On 28 January, the Saudi-backed HNC still refused to come to the Geneva talks, alleging the Assad government had failed to stop air strikes and have supported them and sieges of rebel-held towns, and refused to release detainees before the talks would start such ceasefire being part of the understanding of the ISSG peace plan of 14 November 2015. On 29 January, the Saudi-backed HNC changed their minds and decided to travel to Geneva, not to negotiate with the Syrian government but to talk with
UN representative Staffan de Mistura and press their humanitarian case to the public.

The HNC was dominated by Mohammad Alloush of the Salafist group Jaysh al-Islam, a cousin and brother-in-law of Zahran Alloush, who had been killed in December 2015 in a missile attack claimed by the Syrian government. Russia and Iran deem Mohammad Alloush a terrorist.

The Syrian government’s delegation was led by Bashar Jaafari, Syria′s ambassador to the UN.

== Formal start of talks ==
On 1 February 2016, the UN announced the formal start of the talks.

On 2 February, the coalition of opposition groups HNC warned that the offensive military operations conducted by Syrian government forces north of the city of Aleppo could put the intended peace talks at risk.

== Suspension ==
On 3 February, UN envoy Staffan de Mistura suspended the peace talks, until 25 February. A UN official said anonymously that de Mistura had probably suspended the talks because the UN did not want to be associated with the Syrian government’s military advance against rebels north of Aleppo, backed by Russian airstrikes. Staffan de Mistura insisted that negotiations had not failed and would resume on 25 February.

Russian foreign minister Lavrov commented that "the [Syrian] opposition took a completely unconstructive position and tried to put forward preconditions".

Rebel commanders were cited as saying they hoped the peace talks' collapse would "convince their foreign backers, states including Turkey and Saudi Arabia, that it was time to send them more powerful and advanced weapons, including anti-aircraft missiles".

== Cessation of hostilities (27 February 2016) ==
On 12 February 2016, the ISSG powers established an ISSG ceasefire task force, under the auspices of the UN, co-chaired by Russia and the United States, and issued a joint communique saying inter alia: ″An ISSG task force will within one week elaborate modalities for a nationwide cessation of hostilities.
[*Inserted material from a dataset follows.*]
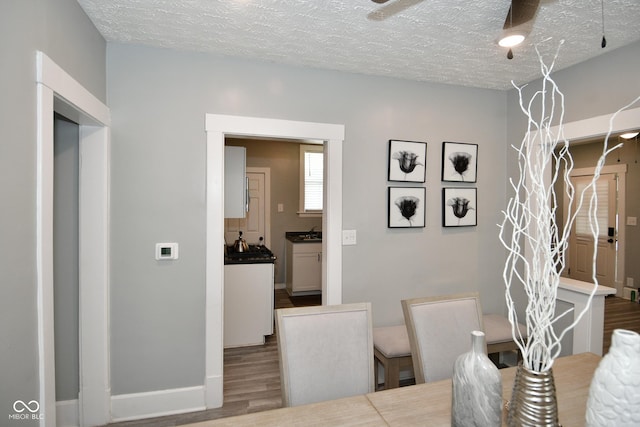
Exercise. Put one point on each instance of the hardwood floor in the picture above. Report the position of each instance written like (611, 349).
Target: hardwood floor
(252, 375)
The ISSG members unanimously committed to immediately facilitate the full implementation of the UN Security Council Resolution 2254, adopted unanimously December 18, 2015.″ That same 12 February, the Syrian President Assad vowed to regain whole Syria, and Russia continued its bombing support of Assad. Turkey on 13 February began a sustained campaign of shelling Kurdish YPG targets in northern Syria.

On 22 February 2016, in Munich, foreign ministers of Russia and the U.S., as co-chairs of the ISSG, announced that they had concluded a deal to seek a nationwide cessation of hostilities in Syria to begin a week later. The deal set out the Terms for a Cessation of Hostilities in Syria. Russia and the U.S. proposed that the cessation of hostilities commence at 00:00 (Damascus time) on February 27, 2016. The cessation of hostilities was to be applied to those parties to the Syrian conflict that had indicated their commitment to and acceptance of the terms thereof; consistent with UN Security Council Resolution 2254 and the statements of the ISSG, the cessation of hostilities did not apply to ISIL, Jabhat al-Nusra, or other terrorist organizations as designated by the UN Security Council.

On 23 February 2016, Russia announced the establishment of a coordination center to reconcile the warring parties in Syria its Khmeimim airbase in Latakia Governorate. As specified in the 22 February 2016 ISSG agreement, the Bulletin of the Russian Centre for reconciliation of opposing sides in the Syrian Arab Republic began publishing daily reports on the ceasefire to the Ministry of Defence of the Russian Federation Facebook page and Twitter feed.

The ISSG countries are supposed to monitor compliance with the terms of the truce, which was pronounced as of 29 February 2016, when the ISSG task force met in Geneva, to be largely holding.

==Aftermath==

A new round of talks in Geneva, originally planned for 8 February 2017, opened on 23 February 2017.